Collections Etc. has an animated dragon for $25. They also have lots of other Halloween merch and often offer free shipping without having to spend too much to qualify for it.


----------



## Bobbiejo (Aug 9, 2017)

I went to At Home when they first started putting out Halloween decorations, so I didn’t get to see all of this year’s merchandise until I went back today. Compared to last year, I think they really upped their game. There were a couple things I would have bought if I was decorating in those themes. Since my fortune teller display is morphing a little more into a magical celestial type vibe, I picked up the crescent moon mirror. I may have to rub a little gold tint on it to make it blend in with my other pieces, but I’ll wait until it all comes together to see how it looks.


----------



## disembodiedvoice (Sep 24, 2011)

Blade-of-the-Moon said:


> Yeah they are pretty rough quality, I had wanted one, had it in my cart and put it back later. For 20 or 15.00 maybe? Not 40.00 The horns were falling off all the ones I saw, the plastic bits were best parts the rest just foam and cloth.


Thanks, I don't feel so bad then. I couldn't get them down at my store to get a good look but in the store the head part looked ok at least from down on the ground. I won't even bother trying to see one then, I don't need it anyway, I just love dragons lol


----------



## Blade-of-the-Moon (Mar 9, 2010)

MasqAddikt said:


> I think that Christmas _is_ fully set up at the one nearest me. I have a birthday coupon that is about to expire soon and have been holding off in hopes that they would receive a few more Halloween items that I have been wanting to purchase, yet they still show online as not in stock at that location. After reading what you were told, I am wondering if all At Home stores have the entire lineup that they are going to be stocking this year. Kind of a bummer if so.
> 
> 
> 
> Collections Etc. has an animated dragon for $25. They also have lots of other Halloween merch and often offer free shipping without having to spend too much to qualify for it.

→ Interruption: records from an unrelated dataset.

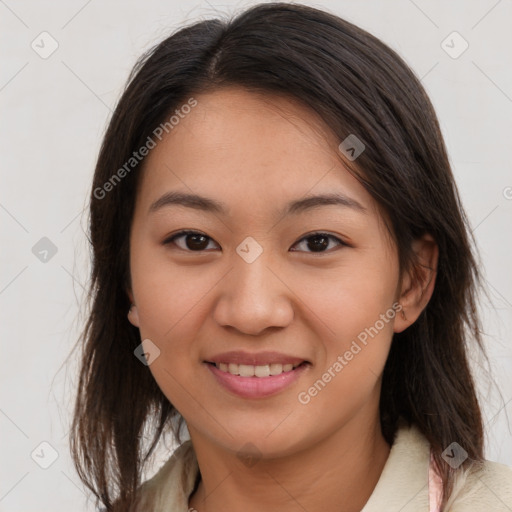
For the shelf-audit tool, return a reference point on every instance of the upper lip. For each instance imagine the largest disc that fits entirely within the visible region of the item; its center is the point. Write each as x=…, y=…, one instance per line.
x=256, y=359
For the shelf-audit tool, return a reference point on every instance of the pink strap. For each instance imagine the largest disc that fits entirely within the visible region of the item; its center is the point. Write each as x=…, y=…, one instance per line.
x=435, y=486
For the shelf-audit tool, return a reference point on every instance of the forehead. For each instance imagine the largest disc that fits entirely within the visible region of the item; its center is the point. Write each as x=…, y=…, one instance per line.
x=256, y=150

Have they marked anything down? I was honestly surprised to find this new store did Halloween at all setting up so late from what I had heard. 

That dragon is interesting, I think Big Lots is getting it in too. 



disembodiedvoice said:


> Thanks, I don't feel so bad then. I couldn't get them down at my store to get a good look but in the store the head part looked ok at least from down on the ground. I won't even bother trying to see one then, I don't need it anyway, I just love dragons lol


Yeah the head is nice and plastic but its the best part of it, and just not worth 40.00 I think. I would like to see a larger nicer flying dragon..maybe something for Home Depot to make?


----------



## Hearthfire (Aug 14, 2017)

Found this today at my At Home


----------



## MasqAddikt (Jun 19, 2019)

Blade-of-the-Moon said:


> Have they marked anything down? I was honestly surprised to find this new store did Halloween at all setting up so late from what I had heard.


No. They periodically offer 10% off coupons and one should be available by the start of Fall or perhaps sooner. After Halloween, the items will start dropping in price; a few weeks later, the remaining stock should be 75% off.


----------



## Restless Acres (Apr 21, 2016)

Went to At Home for first time in my life yesterday. Lord is that store gigantic! I didn't wind up buying anything. They had a good selection, but the only items I was interested in were way overpriced. Perhaps the gargoyles at $100 weren't, but I like my gargoyles more traditional. Everyhing I looked at was pricier than it would've been at HomeGoods. I could be mistaken. Even the big faceless reaper animatronic, I got what is I think the same one, or very similar, 50% off from $100 last year at Costco. And AtHome had it for $200. But I would definitely go there after Halloween if I were looking to stock up on lower quality outdoor stuff. The gate was nice in person. If I didn't have a different arch already, $150 after Halloween would be a definite.


----------



## CJSimon (Sep 6, 2007)

Hearthfire, I picked up the same guy today! I love him.


----------



## Ghost of Spookie (Sep 28, 2008)

Since I don't have an AtHome near me yet I was excited today to see that WorldMarket/Costplus has the lightup angler fish that AtHome sells for 16.99 that I had my eye on early when you guys just started this thread. It's sold there together with the Crazy Bonez Electric Eel. Had wanted both of these guys and it sounds like AtHome got the octopus instead of the eel. The duo on WorldMarket's site is 39.98 (so about $20 each). WorldMarket will again before halloween have another Friends and Family sale (usually 20% or more) so I'll probably keep my eyes on my email from them and buy both of them then. Not sure if they will be in the store or not. Also RetailMeNot has coupon codes for the store so worth checking out. Had thought I was done with skeleton animals but the eel I have wanted for a few years now wishing they'd make and the angler is just always freakly looking to me.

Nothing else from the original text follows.